REPUBLIKA.CO.ID, JAKARTA -- Pencetus ide Badan Penyelenggara Jaminan Sosial (BPJS) Dr Emir Soendoro menilai pelaksanaan jaminan sosial di Indonesia sudah tidak karuan dan melenceng dari rencana awalnya.
"Ide awalnya BPJS itu hanya satu dan kepalanya merupakan pejabat setingkat menteri. Namun, sekarang ada dua BPJS, masih ada berbagai kartu jaminan sosial lagi yang dibagikan pemerintah," kata Emir Soendoro kepada Antara di Jakarta, Jumat.
Emir mengatakan ide awal jaminan sosial adalah penyatuan antara Jamsostek, Askes, Jasa Raharja, Taspen dan Asabri. Uang yang diiurkan peserta juga tidak akan hilang karena akan diberikan ketika peserta mencapai usia tertentu.
Menurut Emir, perubahan Askes menjadi BPJS Kesehatan dan Jamsostek menjadi BPJS Ketenagakerjaan juga seharusnya tidak mengubah hak-hak peserta yang sudah terdaftar sebelum transformasi menjadi BPJS.
"Kalau diubah semua seperti ini, orang-orang yang dulu menjadi peserta Askes dan Jamsostek bisa kecewa karena merasa ada penurunan layanan," tuturnya.

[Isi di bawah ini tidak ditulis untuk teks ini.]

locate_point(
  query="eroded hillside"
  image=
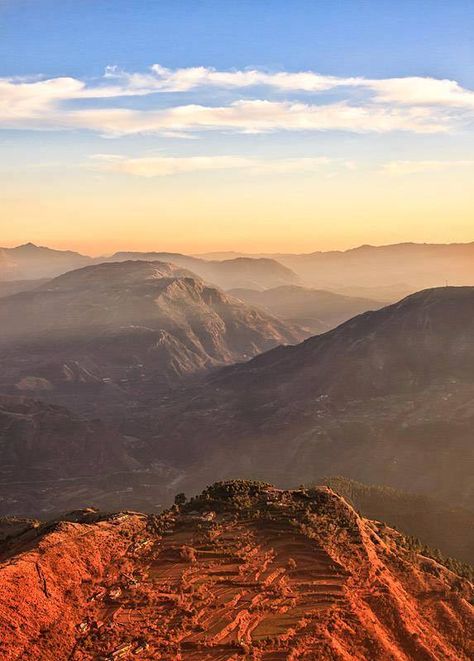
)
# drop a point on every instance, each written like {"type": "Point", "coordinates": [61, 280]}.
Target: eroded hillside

Emir mengatakan dia memiliki ide mengenai jaminan sosial berdasarkan pengalaman empirisnya saat menjadi dokter dan sempat berdinas di TNI Angkatan Laut setelah menempuh pendidikan di Sekolah Perwira Wajib Militer (Sepawamil) pada periode 1980-an.
Saat itu, dia yang bertugas di Rumah Sakil Angkatan Laut melihat tentara tidak perlu khawatir dengan diri dan keluarganya karena sudah ada jaminan kesehatan dari Asabri.
Semua tentara dan keluarganya, mulai dari tamtama hingga perwira, tidak perlu berpikir biaya kesehatan sama sekali.
"Jadi, mereka bisa bekerja optimal untuk negara. Tidak perlu lagi berpikir, nanti kalau saya dan keluarga sakit bagaimana. Semua sudah ada yang menanggung," katanya.
Namun, di sisi lain, istrinya yang bekerja di sebuah puskesmas menceritakan masih banyak orang, khususnya petani, yang kesulitan biaya saat sakit dan harus berobat.
"Karena itu, saya berpikir harus ada jaminan sosial yang bisa melindungi seluruh warga negara," ujarnya.